The dream of being able to buy a product directly from a TV show dates back to the beginning of the new millennium. At industry conferences around the world, executives spoke longingly of a future in which viewers of the then-popular sitcom Friends could see star actress Jennifer Aniston wearing a fashionable sweater, and then, with the push of a button, purchase that very sweater for themselves.
But despite the many technological breakthroughs over the past 15 years, this holy grail of e-commerce is not yet a reality for the vast majority of consumers.
One of the main reasons shoppable video has yet to become a widespread phenomenon is user behaviour. While there are certainly instances where people are so excited by a new product that they are ready to buy it right away, most video viewers want to continue watching their content without interruption. If you’re about to see the resolution of an epic cliffhanger on Scandal or a laugh-out-loud funny video from your favourite YouTuber, purchasing a new pair of shoes may just have to wait a few minutes.
For shoppable video to reach its real potential, marketers and technologists must enable a slightly delayed purchase response.
Next-generation bookmarking is the missing piece
Even if someone isn’t in the shopping state of mind while they’re watching a particular piece of content, there’s great value in creating awareness, excitement, and the opportunity for them to make an informed purchase decision at some point down the road.
Crucial to this philosophy is the development of an idea I like to call “next-generation bookmarking,” or the capability for consumers to see a product in a video and revisit it after they’ve finished watching their content. Already, we’ve seen how platforms like Pinterest have helped consumers move from browsing to purchase consideration by giving them a place to store product pages and other content containing goods they might like to buy. The reason these platforms have caught on is that they allow people to bookmark their desired products seamlessly, and without interrupting their browsing and content consumption behaviours. They also provide a choice environment for people to compare the pros and cons of the various items they’ve earmarked.

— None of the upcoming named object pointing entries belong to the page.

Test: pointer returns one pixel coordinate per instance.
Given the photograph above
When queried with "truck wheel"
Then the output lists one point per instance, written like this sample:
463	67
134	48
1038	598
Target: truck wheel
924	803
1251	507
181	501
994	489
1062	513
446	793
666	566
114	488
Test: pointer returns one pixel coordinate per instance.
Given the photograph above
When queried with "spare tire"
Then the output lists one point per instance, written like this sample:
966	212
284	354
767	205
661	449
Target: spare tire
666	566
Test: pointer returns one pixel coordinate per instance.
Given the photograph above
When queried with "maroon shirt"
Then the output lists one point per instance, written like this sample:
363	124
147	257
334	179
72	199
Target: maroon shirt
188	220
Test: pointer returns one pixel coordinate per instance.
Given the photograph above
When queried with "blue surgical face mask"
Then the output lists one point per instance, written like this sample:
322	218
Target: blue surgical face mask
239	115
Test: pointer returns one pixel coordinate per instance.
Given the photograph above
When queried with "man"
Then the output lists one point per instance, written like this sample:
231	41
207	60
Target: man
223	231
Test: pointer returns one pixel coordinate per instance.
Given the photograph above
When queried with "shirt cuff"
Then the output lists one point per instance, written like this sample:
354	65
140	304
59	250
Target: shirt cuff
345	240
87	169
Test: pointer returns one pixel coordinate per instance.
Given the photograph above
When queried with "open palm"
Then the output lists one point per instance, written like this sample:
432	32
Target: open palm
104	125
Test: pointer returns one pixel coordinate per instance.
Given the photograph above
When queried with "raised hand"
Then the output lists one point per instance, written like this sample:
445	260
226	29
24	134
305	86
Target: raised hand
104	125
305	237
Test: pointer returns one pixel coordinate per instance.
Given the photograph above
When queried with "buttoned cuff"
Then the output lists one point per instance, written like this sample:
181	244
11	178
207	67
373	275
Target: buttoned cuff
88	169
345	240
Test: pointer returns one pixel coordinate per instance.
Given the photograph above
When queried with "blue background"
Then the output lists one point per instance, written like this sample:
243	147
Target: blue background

Still, there’s a significant opportunity to take these bookmarking platforms to the next level by linking them directly to the point of purchase and making it easier to single out individual products from the video content people are consuming. While it’s nice that someone can save a video containing a pair of sunglasses to their Pinterest page, a truly next-generation bookmarking tool would allow the consumer to keep the product itself to a shopping cart where they could purchase it directly — all without leaving the video they were watching.
Many companies would love to be the preferred bookmarking tool for shopping. From aggregators like Pinterest and Lyst to browser extensions like Amazon Assistant and Wikibuy, and the retailers themselves, it’s clear there’s a true need for a seamless integration between the content viewing platform and the “keeper” of precious finds to help streamline the digital shopping experience.
Universal shopping carts, prepare video
Once these next-generation bookmarking tools are in place, the sky is the limit for shoppable video. Due to its unique combination of sight, sound and motion, video allows brands to connect with people on an emotional level that simply isn’t available with display ads and other mediums. And with global retail e-commerce sales set to top $2 trillion this year, web users have never been more comfortable making purchases online.
As you read this, companies like Shoppable and ShopStyle are hard at work building universal shopping carts capable of allowing users to store products from a variety of retailers in a single location one click away from checkout. In the not-too-distant future, consumers will be able to use a single shopping cart for all of their e-commerce activity. All that’s missing is the link between the video content people love and the shopping cart that holds the products they want to buy next.
Indeed, the future of shoppable video is well within our reach. With a slight reimagination of how we consider the format and a few pieces of instrumental technology, marketers will have an unprecedented opportunity to inspire demand, collapse the marketing funnel, and move buyers further along the path to purchase. One day soon, consumers will be able to identify and purchase their favourite actress’s sweater without hassle or delay — whenever they feel comfortable doing so.